For Runciman, the belief revealed “how deeply the loss of the Queen of Cities marked the national consciousness of the Greeks.”
In the same issue, the newspaper published a strikingly different testimony: a vivid popular account of the siege based on a 16th-century Greek manuscript preserved in the Vatican Library. Written in direct, unembellished language, the chronicle captures not only the military drama of the final days, but also the fear, desperation and endurance inside the besieged city.

The anonymous author begins with Sultan Mehmed II, describing how the young ruler initially spread rumors that he intended to march against Hungary before suddenly turning toward Constantinople. The Byzantine emperor, Constantine XI Palaiologos, is portrayed as a courageous and formidable leader, “likened to a dragon” for his bravery and strength.
As the Ottoman forces closed in, the city was encircled from every side. Day and night, the attackers battered the walls while the defenders fought back with fire, gunpowder and desperate resolve. The manuscript describes towering wooden siege structures clad in hides to resist flames, trenches filled in preparation for an assault, and improvised engines brought against the ancient fortifications.

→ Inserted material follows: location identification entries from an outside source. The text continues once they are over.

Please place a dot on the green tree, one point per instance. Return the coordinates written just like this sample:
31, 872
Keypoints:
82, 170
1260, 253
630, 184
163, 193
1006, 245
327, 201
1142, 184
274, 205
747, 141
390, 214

Particularly dramatic is the account of the Ottoman fleet entering the Golden Horn after being hauled across land, bypassing the great chain that protected the harbor. The sight, the chronicler writes, spread terror throughout the city. Attempts by the Byzantines to destroy the ships soon descended into brutal reprisals, with executions carried out on both sides before the eyes of soldiers and civilians alike.
Yet the narrative also lingers on life within the starving city. Constantine XI appears not only as a commander but as a ruler struggling to hold together a collapsing defense with dwindling resources. According to the manuscript, he pleaded “with tears in his eyes” for loans from wealthy citizens in order to recruit fighters, but many refused. Meanwhile, the emperor himself organized the distribution of bread among the population, painfully aware that two things were running out: time and money.
After 52 days of siege, the account reaches the final night — May 28 into May 29. Mehmed promised his troops three days of plunder if the city fell. Inside Constantinople, the defenders turned instead to prayer. Barefoot processions carrying holy icons moved along the walls and through the streets as men, women and children confessed their sins and prayed for deliverance.

Then came the emperor’s final address to his nobles and soldiers.
At midnight, the last assault began.
“The Romans resisted bravely until dawn and the rising of the sun,” the manuscript recounts.
But eventually the defenses broke.
“The Turks climbed one of the towers and poured into the city like a swelling sea driven by fierce winds — like an innumerable swarm of bees — rejoicing greatly.”
With those moments, Byzantium passed into history. Yet for centuries afterward, the memory of the City’s fall would continue to echo through Greek consciousness — not simply as the collapse of an empire, but as the loss of a world.